These gaps suggest concrete next steps: publish ablations and scaling laws; release reproducibility artifacts; formalize geometry-proof certificates; quantify autoformalization fidelity; define fair TTT protocols; conduct systematic failure analyses; and broaden evaluations across benchmarks, libraries, and foundational systems.
Practical Applications
Immediate Applications
The following applications can be deployed now, leveraging Aristotle’s existing Lean-4-integrated proof search, lemma-based informal-to-formal pipeline, test-time training, and the Yuclid geometry solver.
- Bold application name — sector(s): brief description
- Tools/workflows that might emerge
- Assumptions/dependencies
- Aristotle “Proof Copilot” for mathematicians — academia, software
- An interactive assistant that turns proof sketches and informal notes into machine-checked Lean proofs, suggests lemmas, fills in missing steps, and lint/optimizes code.
- Tools/workflows: VS Code/Lean plugin; PDE/Group Theory lemma suggester; proof linter/optimizer; search-on-demand from a sketch.
- Assumptions/dependencies: Mathlib coverage; access to a Lean REPL; computational budget (inference can be heavy for >200B models); trust and familiarity with Lean by users.
- Autoformalization aid for papers and preprints — academia, publishing
- Drafts Lean statement formalizations from LaTeX/markdown theorems, generates candidate lemmas, and returns compile feedback to authors.
- Tools/workflows: “ArXiv/overlay” bot; journal CI hook that runs Lean checks and provides a “formally stated” badge.
- Assumptions/dependencies: Robust statement autoformalization; author consent; editorial acceptance; manual review for ambiguous translations.
- Automated textbook and content checking — education, publishing, policy
- Detects false or underspecified exercises and redundant hypotheses (as demonstrated on Tao’s analysis text), with counterexamples and Lean-backed corrections.
- Tools/workflows: “Curriculum Checker” for exercise banks; LMS plugin that flags problematic problems; counterexample generator for discrete cases.
- Assumptions/dependencies: Recall of relevant background theorems in Mathlib; consistent encoding of the textbook’s foundations (may differ from Mathlib); human-in-the-loop acceptance.
- Contest training, grading, and hinting — education, daily life
- Provides formally verified solutions, graded rubrics, and stepwise hints for Olympiad/Putnam-style problems; safeguards against hallucinated reasoning.
- Tools/workflows: “Olympiad Tutor” app; problem-to-lemma breakdown with adaptive hinting; auto-grader tied to Lean.
- Assumptions/dependencies: Access to problem repositories; policies for preventing leakage on live contests; compute cost/latency constraints.
- Yuclid integration for geometry tooling — education, engineering, software
- High-speed, Apache-2 licensed DD/AR geometry solver embedded in dynamic geometry systems (e.g., GeoGebra), CAD constraint solvers, and game engines.
- Tools/workflows: Yuclid API; “diagram-to-proof” adapters; CAD plug-ins for constraint validation; QA for geometric asset pipelines.
- Assumptions/dependencies: Numerical diagram builders; interface for rule sets; performance/latency targets; optional Law-of-Sines table (trades speed for capability).
- Formal PR assistant for math libraries — academia, open source
- Suggests PRs to Mathlib and domain repositories, adds missing theorems (e.g., Niven’s theorem, Gauss–Lucas) and micro-lemmas, with CI that verifies proofs.

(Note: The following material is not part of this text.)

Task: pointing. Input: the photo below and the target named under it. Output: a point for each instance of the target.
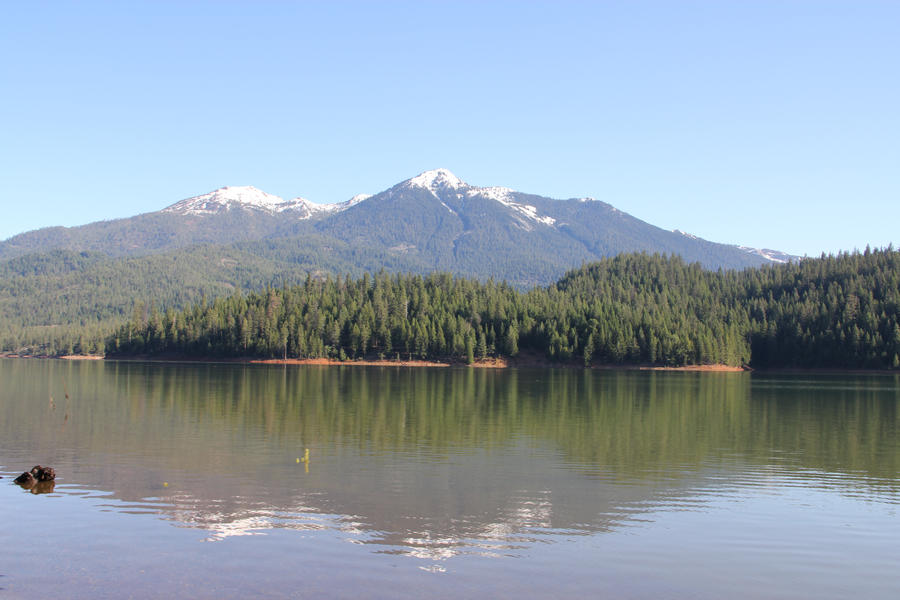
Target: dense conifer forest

- Tools/workflows: “Lean PR bot”; repository CI pipelines; proof minimizer/cleaner; reviewer dashboards.
- Assumptions/dependencies: Maintainer review bandwidth; repository licensing; steady REPL compatibility across versions.
- Lean proof search-as-a-service/API — software
- A cloud/on-prem API that completes Lean proof sketches, with problem-specific test-time training (TTT) that personalizes to a team’s style/library.
- Tools/workflows: Batch proof completion; TTT personalization pipelines; usage analytics; privacy-safe on-prem deployments.
- Assumptions/dependencies: Resource scaling; governance for on-prem vs. cloud; stable Lean/Mathlib versions aligned with client stacks.
- Crypto/math lemma verification in CI — finance, cybersecurity
- Verifies number-theoretic and algebraic properties used in cryptographic specs or R&D prototypes (e.g., modular arithmetic invariants) at commit time.
- Tools/workflows: “Crypto-lemma pack” for Lean; CI guards on specs; mapping of spec DSLs to Lean models.
- Assumptions/dependencies: Limited to theorems formalizable in current Mathlib; careful abstraction of implementation details; human review for spec-code gap.
- Educational courseware with formal-checking feedback — education
- Interactive proof labs where students write proofs that must compile; Aristotle supplies granularity-controlled hints and detects common misconception patterns.
- Tools/workflows: Course modules; analytics on proof attempts; adaptive hint budgets; LMS integration.
- Assumptions/dependencies: Teacher training; ease-of-use for beginners; rate-limiting compute for classrooms.
- Proof critique for human-written solutions — academia, publishing
- Reads a human’s natural-language proof, decomposes into lemmas, attempts formalization, and flags logical gaps or ambiguous steps with concrete Lean counterexamples.
- Tools/workflows: “Proof Critique” panel in editorial systems; structured discrepancy reports; side-by-side Lean proof and comments.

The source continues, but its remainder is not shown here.